We introduce and study a new type of learning problem for probability distributions over the Boolean hypercube.  As in the standard PAC learning model, a learning problem in our framework is defined by a class C of Boolean functions over the hypercube, but unlike the standard PAC model, in our model the learning algorithm is given uniform random satisfying assignments of an unknown function in C and its goal is to output a high-accuracy approximation of the uniform distribution over the space of satisfying assignments for f. This distribution learning problem may be viewed as a demanding variant of standard Boolean function learning, where the learning algorithm only receives positive examples and --- more importantly --- must output a hypothesis function which has small *multiplicative* error (i.e. small error relative to the size of f^{-1}(1).

 

As our main results, we show that the two most widely studied classes of Boolean functions in computational learning theory --- linear threshold functions and DNF formulas --- have efficient distribution learning algorithms in our model.
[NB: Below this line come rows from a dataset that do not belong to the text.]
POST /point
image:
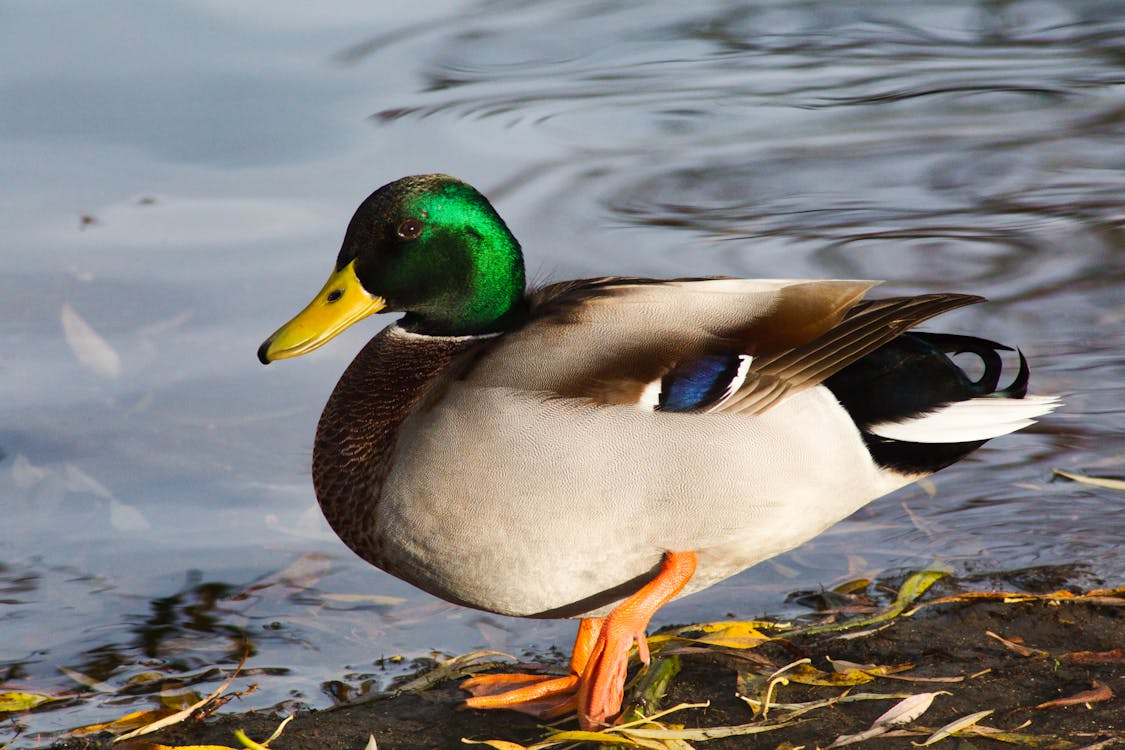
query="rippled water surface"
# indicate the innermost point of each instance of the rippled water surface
(178, 178)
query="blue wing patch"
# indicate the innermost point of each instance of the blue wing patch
(699, 383)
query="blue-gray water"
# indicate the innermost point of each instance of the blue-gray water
(177, 178)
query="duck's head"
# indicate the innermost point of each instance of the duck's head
(430, 246)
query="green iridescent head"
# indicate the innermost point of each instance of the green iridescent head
(430, 246)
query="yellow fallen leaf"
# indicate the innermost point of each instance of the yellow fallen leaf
(129, 721)
(809, 675)
(1096, 694)
(1106, 482)
(734, 634)
(23, 701)
(141, 744)
(498, 744)
(953, 728)
(604, 738)
(903, 712)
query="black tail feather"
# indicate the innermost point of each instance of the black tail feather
(911, 376)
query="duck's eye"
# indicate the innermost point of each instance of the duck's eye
(410, 228)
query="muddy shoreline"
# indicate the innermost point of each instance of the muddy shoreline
(1056, 645)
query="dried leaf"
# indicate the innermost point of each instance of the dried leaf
(734, 634)
(123, 723)
(809, 675)
(498, 744)
(1106, 482)
(604, 738)
(141, 744)
(365, 598)
(462, 666)
(1096, 694)
(168, 720)
(1022, 650)
(912, 587)
(90, 350)
(86, 680)
(11, 702)
(903, 712)
(852, 586)
(953, 728)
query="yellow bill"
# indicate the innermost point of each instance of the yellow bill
(341, 303)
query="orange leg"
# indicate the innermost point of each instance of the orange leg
(542, 696)
(595, 685)
(601, 688)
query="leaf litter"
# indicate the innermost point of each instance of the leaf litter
(765, 686)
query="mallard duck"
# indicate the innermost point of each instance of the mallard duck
(594, 449)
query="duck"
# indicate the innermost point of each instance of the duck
(593, 449)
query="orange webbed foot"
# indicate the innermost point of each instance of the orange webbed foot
(595, 685)
(601, 690)
(542, 696)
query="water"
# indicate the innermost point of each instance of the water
(177, 178)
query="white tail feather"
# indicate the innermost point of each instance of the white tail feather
(962, 422)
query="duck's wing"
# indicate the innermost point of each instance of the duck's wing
(696, 344)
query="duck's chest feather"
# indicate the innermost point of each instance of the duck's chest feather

Our algorithm for linear threshold functions runs in time poly(n,1/epsilon) and our algorithm for polynomial-size DNF runs in quasipolynomial time.  On the other hand, we also prove complementary hardness results which show that under cryptographic assumptions, learning monotone 2-CNFs, intersections of 2 halfspaces, and degree-2 PTFs are all hard. This shows that our algorithms are close to the limits of what is efficiently learnable in this model.

 

Joint work with Anindya De and Ilias Diakonikolas.

November 20

Gillat Kol

IAS

Interactive Channel Capacity

 

In a profoundly influential 1948 paper, Claude Shannon defined the entropy function H, and showed that the capacity of a symmetric binary channel with noise rate (bit flip rate) eps is 1-H(eps). This means that one can reliably communicate n bits by sending roughly n / (1-H(eps)) bits over this channel.

 

The extensive study of interactive communication protocols in the last decades gives rise to the related question of finding the capacity of a noisy channel when it is used interactively. We define interactive channel capacity as the minimal ratio between the communication required to compute a function (over a non-noisy channel), and the communication required to compute the same function over the eps-noisy channel. We show that the interactive channel capacity is roughly 1-Theta(sqrt(H(eps)) ). Our result gives the first separation between interactive and non-interactive channel capacity.

 

Joint work with Ran Raz.

November 27

NO SEMINAR

(the day before Thanksgiving)

December 4

Kostas Bekris

Rutgers University

Algorithmic Challenges in Robot Motion Planning

 

Motion planning is a prototypical computationally hard problem, which requires the computation of collision-free, feasible paths for moving bodies in continuous spaces. Due to its importance in many applications, such as robotics and computer simulations, a variety of practical approaches have been developed for solving effectively many planning instances. A popular methodology samples valid configurations of a moving body to incrementally construct and connect the nodes of a graph on which path planning problems are then solved. These methods provide probabilistic instead of deterministic completeness. A recent development has been the identification of the conditions under which these methods also converge asymptotically to optimal paths in continuous configuration spaces.

 

This talk will review the state-of-the-art in algorithmic motion planning and recent contributions of our research group in balancing performance guarantees, such as completeness and path quality, and computational requirements, such as time and memory requirements. Furthermore, open problems will be identified that motivate further research in this area.